Cre. And thou, wilt thou rob the childless of her home?
Ion. Had I then no share at all in my father's heritage?
Cre. All that his sword and shield had won was thine, and thine alone.
Ion. Quit the altar and sanctuary built for gods.
Cre. Go bid thy own mother, wherever she is, do that.
Ion. Shalt thou escape all punishment, after trying to kill me?
Cre. Not if thou choose to butcher me within this shrine.
Ion. What joy can it give thee to be slain amid the sacred wreaths?
Cre. There is one whom I shall grieve of those who have grieved me.
Ion. Oh ! 'tis passing strange how badly the deity hath enacted laws for mortal men, contrary to all sound judgment; for instance, they should ne'er have suffered impious men to sit at their altars, but should have driven them away; for it was nowise right that hands unclean should touch the altars of the gods, though the righteous deserved to find a refuge there from their oppressors, instead of good and bad alike having recourse to the same divine protection with equal success.
Pyth. Pr. Refrain thyself, my son; for I, the priestess of Phœbus, chosen from all the maids of Delphi in accordance with the tripod's ancient rite, have left that prophetic seat, and am passing o'er this threshold.
Ion. Hail to thee, dear mother mine,—mother, though thou didst not give me birth.
Pyth. Pr. Yes, so have I ever been called, and the title causes me no regret.
Ion. Hast heard how this woman plotted my death?
Pyth. Pr. I have; thou, too, art wrong because of thy harshness.
Ion. Am I not to pay back murderers in their coin?
Pyth. Pr. Wives ever hate the children of a former marriage.
Ion. As I hate step-dames for their evil treatment of me.
Pyth. Pr. Do not so; but leaving, as thou art, the shrine, and setting forth for thy country
Ion. What then wouldst thou advise me do?
Pyth. Pr. With clean hands seek Athens, attended by good omens.

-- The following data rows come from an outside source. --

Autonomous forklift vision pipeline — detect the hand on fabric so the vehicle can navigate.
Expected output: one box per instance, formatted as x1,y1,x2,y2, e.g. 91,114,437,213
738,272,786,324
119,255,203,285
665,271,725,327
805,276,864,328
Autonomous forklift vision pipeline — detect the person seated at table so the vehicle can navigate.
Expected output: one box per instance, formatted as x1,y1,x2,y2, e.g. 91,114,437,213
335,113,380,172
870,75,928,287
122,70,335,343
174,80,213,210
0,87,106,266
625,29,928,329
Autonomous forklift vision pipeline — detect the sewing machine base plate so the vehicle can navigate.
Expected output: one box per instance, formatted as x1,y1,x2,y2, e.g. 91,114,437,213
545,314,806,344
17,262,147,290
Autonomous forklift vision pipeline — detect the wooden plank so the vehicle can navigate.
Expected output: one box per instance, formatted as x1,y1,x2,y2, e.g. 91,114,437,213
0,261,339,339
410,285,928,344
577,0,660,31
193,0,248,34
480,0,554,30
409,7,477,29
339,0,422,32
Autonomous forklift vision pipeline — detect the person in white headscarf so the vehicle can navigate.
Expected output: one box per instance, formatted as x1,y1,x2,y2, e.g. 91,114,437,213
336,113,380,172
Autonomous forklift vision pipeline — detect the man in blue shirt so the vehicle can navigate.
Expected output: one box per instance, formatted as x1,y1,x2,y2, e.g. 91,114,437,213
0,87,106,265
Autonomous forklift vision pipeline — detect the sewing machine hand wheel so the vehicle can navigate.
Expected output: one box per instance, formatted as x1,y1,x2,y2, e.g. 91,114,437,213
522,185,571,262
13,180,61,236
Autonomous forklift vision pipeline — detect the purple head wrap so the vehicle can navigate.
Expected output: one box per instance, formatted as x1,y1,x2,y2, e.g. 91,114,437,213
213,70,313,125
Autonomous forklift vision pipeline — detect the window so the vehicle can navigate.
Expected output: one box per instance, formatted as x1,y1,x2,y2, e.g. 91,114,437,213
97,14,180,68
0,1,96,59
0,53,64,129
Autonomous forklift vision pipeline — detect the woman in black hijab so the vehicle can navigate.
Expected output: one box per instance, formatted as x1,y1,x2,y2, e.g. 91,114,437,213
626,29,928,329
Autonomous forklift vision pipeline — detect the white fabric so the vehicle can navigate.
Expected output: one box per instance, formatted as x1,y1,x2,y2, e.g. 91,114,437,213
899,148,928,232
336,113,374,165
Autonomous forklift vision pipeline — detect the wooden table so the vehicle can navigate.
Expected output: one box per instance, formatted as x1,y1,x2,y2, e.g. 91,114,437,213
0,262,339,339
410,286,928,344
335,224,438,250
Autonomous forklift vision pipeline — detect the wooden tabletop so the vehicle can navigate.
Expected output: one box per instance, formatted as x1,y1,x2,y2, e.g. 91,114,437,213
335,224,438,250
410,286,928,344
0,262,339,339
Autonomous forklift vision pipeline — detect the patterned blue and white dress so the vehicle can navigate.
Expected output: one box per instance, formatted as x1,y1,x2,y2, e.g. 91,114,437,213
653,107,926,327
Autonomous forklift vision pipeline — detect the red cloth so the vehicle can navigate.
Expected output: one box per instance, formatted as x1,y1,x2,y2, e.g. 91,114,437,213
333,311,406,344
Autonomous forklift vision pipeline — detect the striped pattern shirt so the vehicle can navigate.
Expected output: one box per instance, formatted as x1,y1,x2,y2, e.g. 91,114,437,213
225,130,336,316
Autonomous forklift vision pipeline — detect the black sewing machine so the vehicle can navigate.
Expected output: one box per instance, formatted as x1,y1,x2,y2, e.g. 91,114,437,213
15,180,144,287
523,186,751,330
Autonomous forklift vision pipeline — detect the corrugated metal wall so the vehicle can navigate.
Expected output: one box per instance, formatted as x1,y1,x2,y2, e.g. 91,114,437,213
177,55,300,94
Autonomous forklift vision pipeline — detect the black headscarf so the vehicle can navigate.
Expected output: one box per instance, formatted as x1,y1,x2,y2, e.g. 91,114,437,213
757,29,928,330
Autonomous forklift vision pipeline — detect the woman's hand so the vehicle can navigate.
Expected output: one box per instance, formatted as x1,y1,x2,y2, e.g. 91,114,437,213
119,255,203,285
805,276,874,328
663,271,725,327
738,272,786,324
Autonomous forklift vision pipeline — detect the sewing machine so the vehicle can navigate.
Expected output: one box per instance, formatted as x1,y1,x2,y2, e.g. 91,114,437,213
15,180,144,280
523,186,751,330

Ion. Surely any man hath clean hands who slays his enemies.
Pyth. Pr. Do not thou do this; but take the counsel that I have for thee.
Ion. Say on; whate'er thou say'st will be prompted by thy good will.
Pyth. Pr. Dost see this basket that I carry in my arms?
Ion. An ancient ark with chaplets crowned.
Pyth. Pr. Herein I found thee long ago, a newborn babe.
Ion. What sayest thou? there is novelty in the story thou art introducing.
Pyth. Pr. Yea, for I was keeping these relics a secret, but now I show them.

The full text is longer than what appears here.